The Manager netlet's plugins are as follows:

LifeCyclePlugin (+)
Starts up the application and adds all the other plugins. Flow control begins here. When start-up is complete all other flow is event-driven, perhaps by timed events (e.g. periodic checks on workers) or external events (e.g. a third party binding a service).
ServiceManager
A collection point for all the services the manager will provide. In this case, only the AdminServiceProvider.
AdminServiceProvider (+)
Allows the application's administrator to control it remotely from a console.
WorkerPool
Each worker pool is a collection point for plugins, all of which aid in the management of a particular worker type. In this case we have only one worker type and hence only one worker pool plugin.
InternalFacetCache
Beatrix allows netlets in the same application to communicate easily via facets internal to that application. The InternalFacetCache provides an extra tool to help this. It is plugged into the worker pool, which means it is accessible to all the other plugins in the worker pool.
SkeletonWorkerManager (+)
The main plugin which manages the deployment and life cycle of our worker netlets. It responds to a worker start event by adding the worker's plugins remotely. Hence the worker turns from a dummy netlet into a useful netlet dynamically. This plugin ignores worker die events. It also determines resource requirements when new workers need to be started.
FileSystemLocator
Helps the SkeletonWorkerManager find file system resources for workers. In fact, the way it is used in this example application means this plugin does all the work for the SkeletonWorkerManager, which therefore does nothing except configure it once.
SocketFactoryLocator
Helps the the SkeletonWorkerManager find a socket factory resource for workers. This plugin can take the entire workload off the SkeletonWorkerManager, just like the FileSystemLocator. But for the sake of example we have not done this. Instead, the SkeletonWorkerManager uses it explicitly to locate socket factory resources, then assesses the results itself and decides whether they are suitable.

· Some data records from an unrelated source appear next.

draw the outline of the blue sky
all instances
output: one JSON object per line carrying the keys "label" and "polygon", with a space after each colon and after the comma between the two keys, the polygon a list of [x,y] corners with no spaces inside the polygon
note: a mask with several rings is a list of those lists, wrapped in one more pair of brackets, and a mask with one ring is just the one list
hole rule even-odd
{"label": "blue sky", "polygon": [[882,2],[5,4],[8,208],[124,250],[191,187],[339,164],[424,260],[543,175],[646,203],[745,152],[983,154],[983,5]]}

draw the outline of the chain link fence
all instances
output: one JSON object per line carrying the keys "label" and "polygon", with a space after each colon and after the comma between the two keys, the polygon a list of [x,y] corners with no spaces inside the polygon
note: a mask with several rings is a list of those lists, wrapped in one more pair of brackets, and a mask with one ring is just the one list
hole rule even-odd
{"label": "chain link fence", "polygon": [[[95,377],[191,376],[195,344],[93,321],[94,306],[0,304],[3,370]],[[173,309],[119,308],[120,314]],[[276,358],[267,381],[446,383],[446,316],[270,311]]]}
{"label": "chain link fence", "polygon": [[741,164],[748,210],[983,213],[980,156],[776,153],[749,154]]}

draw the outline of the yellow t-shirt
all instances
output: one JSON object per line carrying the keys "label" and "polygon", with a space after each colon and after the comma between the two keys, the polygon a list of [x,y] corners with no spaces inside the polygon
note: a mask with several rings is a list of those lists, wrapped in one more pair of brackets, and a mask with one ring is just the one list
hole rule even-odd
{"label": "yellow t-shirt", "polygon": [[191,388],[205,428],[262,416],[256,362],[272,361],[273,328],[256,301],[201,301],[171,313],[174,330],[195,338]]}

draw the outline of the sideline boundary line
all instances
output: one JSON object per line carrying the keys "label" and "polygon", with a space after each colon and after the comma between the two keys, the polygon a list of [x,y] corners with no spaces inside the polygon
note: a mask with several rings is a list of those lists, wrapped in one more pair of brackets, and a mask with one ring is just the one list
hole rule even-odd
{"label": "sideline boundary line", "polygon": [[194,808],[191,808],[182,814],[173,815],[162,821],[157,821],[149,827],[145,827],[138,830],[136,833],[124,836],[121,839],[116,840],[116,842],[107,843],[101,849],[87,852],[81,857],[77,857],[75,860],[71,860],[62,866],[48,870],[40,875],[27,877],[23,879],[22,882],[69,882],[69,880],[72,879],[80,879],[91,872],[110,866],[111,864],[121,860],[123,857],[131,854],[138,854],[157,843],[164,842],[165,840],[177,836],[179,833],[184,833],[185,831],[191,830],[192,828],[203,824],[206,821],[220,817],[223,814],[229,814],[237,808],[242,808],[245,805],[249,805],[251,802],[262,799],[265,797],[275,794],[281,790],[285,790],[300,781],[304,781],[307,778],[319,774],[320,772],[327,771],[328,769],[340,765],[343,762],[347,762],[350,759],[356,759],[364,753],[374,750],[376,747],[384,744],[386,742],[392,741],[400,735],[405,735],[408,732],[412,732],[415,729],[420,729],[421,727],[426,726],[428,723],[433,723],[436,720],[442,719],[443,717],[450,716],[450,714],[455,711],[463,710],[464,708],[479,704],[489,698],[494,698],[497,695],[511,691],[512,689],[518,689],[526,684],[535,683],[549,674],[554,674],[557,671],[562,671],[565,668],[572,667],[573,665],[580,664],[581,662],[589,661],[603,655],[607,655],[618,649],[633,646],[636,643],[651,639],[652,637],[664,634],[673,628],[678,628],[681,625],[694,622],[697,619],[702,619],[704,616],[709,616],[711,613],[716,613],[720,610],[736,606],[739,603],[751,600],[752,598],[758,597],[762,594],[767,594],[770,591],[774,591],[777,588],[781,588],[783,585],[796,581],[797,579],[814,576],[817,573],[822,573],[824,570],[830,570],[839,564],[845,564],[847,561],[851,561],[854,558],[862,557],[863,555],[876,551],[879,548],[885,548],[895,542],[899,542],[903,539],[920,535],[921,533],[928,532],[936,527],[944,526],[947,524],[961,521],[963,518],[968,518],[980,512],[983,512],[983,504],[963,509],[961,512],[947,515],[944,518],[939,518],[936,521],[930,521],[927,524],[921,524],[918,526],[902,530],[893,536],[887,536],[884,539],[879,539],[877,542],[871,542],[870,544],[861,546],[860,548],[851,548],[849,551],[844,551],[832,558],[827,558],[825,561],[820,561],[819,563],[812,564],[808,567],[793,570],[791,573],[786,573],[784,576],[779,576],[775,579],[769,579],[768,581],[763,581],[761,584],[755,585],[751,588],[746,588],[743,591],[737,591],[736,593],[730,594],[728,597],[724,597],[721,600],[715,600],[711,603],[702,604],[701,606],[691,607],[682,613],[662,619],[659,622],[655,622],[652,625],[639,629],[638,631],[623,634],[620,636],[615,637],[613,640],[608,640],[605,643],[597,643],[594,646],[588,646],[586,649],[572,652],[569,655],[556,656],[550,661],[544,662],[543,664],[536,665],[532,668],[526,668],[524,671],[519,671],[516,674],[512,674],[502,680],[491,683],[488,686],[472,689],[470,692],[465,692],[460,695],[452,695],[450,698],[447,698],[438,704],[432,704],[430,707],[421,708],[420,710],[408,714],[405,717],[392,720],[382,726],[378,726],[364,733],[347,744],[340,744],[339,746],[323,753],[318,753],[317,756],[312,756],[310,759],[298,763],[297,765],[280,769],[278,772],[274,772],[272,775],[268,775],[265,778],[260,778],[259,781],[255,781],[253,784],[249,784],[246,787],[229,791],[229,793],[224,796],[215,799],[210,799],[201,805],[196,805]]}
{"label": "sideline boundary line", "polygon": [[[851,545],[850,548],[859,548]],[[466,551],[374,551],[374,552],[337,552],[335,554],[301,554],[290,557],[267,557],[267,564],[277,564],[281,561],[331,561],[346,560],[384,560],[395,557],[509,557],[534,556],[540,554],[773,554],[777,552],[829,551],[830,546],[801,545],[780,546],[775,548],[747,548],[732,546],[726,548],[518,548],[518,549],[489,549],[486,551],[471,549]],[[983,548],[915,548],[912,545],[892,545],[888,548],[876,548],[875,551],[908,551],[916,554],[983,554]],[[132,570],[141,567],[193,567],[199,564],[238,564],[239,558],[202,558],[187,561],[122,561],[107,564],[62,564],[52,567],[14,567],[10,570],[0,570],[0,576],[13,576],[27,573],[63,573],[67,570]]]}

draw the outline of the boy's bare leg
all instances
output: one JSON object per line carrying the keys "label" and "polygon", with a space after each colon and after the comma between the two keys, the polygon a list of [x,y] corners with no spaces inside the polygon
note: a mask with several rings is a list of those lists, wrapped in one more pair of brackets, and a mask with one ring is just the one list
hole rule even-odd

As descibed above, the Worker netlet is configured dynamically by the SkeletonWorkerManager which adds these plugins remotely:

SkeletonWorker (+)
The first worker plugin to be started, and it is started remotely by the SkeletonWorkerManager. It binds the resources granted to it, but, since this is a dummy application, doesn't use them.
ServiceManager
The same plugin as above, this time added to the Worker netlet.
SkeletonServiceProvider (+)
Provides the main consumer service which in this case provides two facets. One is for applications to get the message; the other is for a user to get the message via a console command.